Primeiro pensou em comprar roupas e calçados. Desistiu no ato. Não precisava mais de sapatos. Nem de ternos, gravatas e nós enforcando o pescoço. Poderia viver de moletom e um tênis velho que durasse até o osso.
Não queria livros. Nem relíquias em vinil. Tinha tecnologia suficiente para baixar o que bem entendesse nas redes. Também não queria nada esportivo. Seu time em baixa. Barriga em baixa. Pressão, colesterol e triglicérides em alta. O melhor era correr. Para um médico assim que possível. Talvez, no ano que vem!
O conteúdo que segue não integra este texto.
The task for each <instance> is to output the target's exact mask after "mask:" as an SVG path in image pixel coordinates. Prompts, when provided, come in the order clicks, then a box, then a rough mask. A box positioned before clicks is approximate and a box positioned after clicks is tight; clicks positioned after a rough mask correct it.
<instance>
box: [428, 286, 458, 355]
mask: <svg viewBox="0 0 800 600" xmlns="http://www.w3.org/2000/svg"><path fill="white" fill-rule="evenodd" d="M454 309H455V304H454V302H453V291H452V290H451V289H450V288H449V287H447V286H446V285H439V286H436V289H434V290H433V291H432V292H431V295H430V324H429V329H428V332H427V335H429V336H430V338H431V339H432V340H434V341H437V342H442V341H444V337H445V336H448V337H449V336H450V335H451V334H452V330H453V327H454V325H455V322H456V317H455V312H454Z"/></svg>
Queria se dar um presente. Entrou rapidamente numa lojinha de importados e comprou um despertador. O melhor e mais barulhento que havia. Pagou cem pratas e foi pra casa.
Na véspera do novo ano. Colocou-o para despertar as cinco em ponto. Compromissos não tinha. Nem peru para colocar no forno. Era o Reveillon do abandono.
Queria o prazer imensurável de acordar no velho horário de trabalho e interromper o alarme maldito e diário que destruia sua mente e o labirinto.
O alarme tocou. Esticou as mãos e deu o último toque. Definitivo, no torturador suíço. Virou-o contra a parede... e foi dormir numa rede.